今年の夏の終わりに日本各地でカメムシが大発生し、カメムシ注意報が発令されたニュースがあったことをみなさんは覚えているだろうか。筆者の家でも夜になると玄関外の常夜灯にカメムシが集まり、翌朝にはその死がいの片付けをしなければならず、1か月ほど大変な思いをした。
しかし、そんな思いとは裏腹にある期待をしている自分がいた。「今年はカメムシ・パターンの釣りが大爆釣するのではないだろうか?」
カメムシ・パターンの釣りというのは、文字通りカメムシをエサとして捕食する鱒(ます)がいることから考え出された釣り方のこと。群馬県の丸沼(まるぬま)では毎年秋になると、越冬場所に移動するカメムシが何らかの理由で湖面に落ちてもがいているところを鱒が捕食するシーンが度々見られる。そんなシチュエーションに合わせて、カメムシに似せたルアーやフライ(ともに擬餌針のこと)を水面に浮かべて鱒を狙う釣りが秋の風物詩となっている。

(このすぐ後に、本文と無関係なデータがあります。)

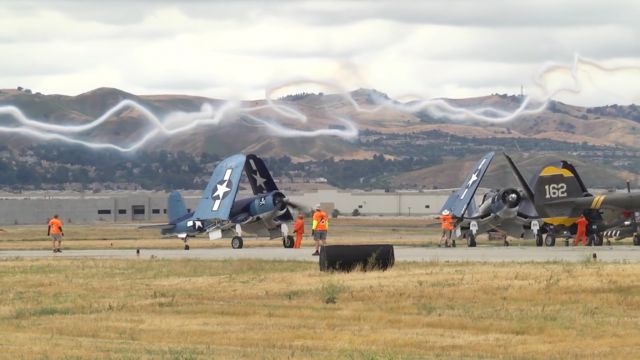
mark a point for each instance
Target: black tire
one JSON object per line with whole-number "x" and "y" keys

今回は、そんなカメムシ・パターンの釣り(ボートからの釣り)を楽しむために秋の丸沼に出かけてきたので、その模様をレポートする。
■丸沼は長い歴史をもつ「鱒釣りの聖地」
今回、筆者が訪れた丸沼は昔から鱒釣りの人気フィールドである。その歴史は長く、明治末~大正初め頃にニジマスとヒメマスの養殖が始まったのがきっかけとされている。
その後、丸沼でよい魚が釣れるとの評判を聞きつけた「東京倶楽部(とうきょうくらぶ)」(日本の政官財各界の有力者が名を連ねていた会員制の社交クラブ)のメンバーが会員を募り「丸沼鱒釣会(まるぬまますつりかい)」を結成した。
この鱒釣会のメンバーには、ブラックバスの移殖で有名な実業家の赤星鉄馬(あかぼしてつま)、三菱財閥当主の岩崎小弥太(こやた)、古河財閥当主の古河虎之助、そしてのちに中禅寺湖で東京アングリング・エンド・カンツリー倶楽部を立ち上げた中心人物の通称ハンス・ハンター(範多 範三郎・はんた はんざぶろう)など、他にも当時の日本を代表する多くの有力者が名を連ねていた。彼らは丸沼で西洋式のフライフィッシングを楽しんでいたため、「フライフィッシングの聖地」と呼ばれるようになった。
ちなみに、現在の丸沼の釣り場管理をしている「丸沼温泉環湖荘(かんこそう)」は、丸沼鱒釣会が活動の拠点を中禅寺湖に移した後の昭和8(1933)年に営業を開始(当時の名称は「丸沼温泉ホテル」)。今年で創業90周年を迎えたところだ。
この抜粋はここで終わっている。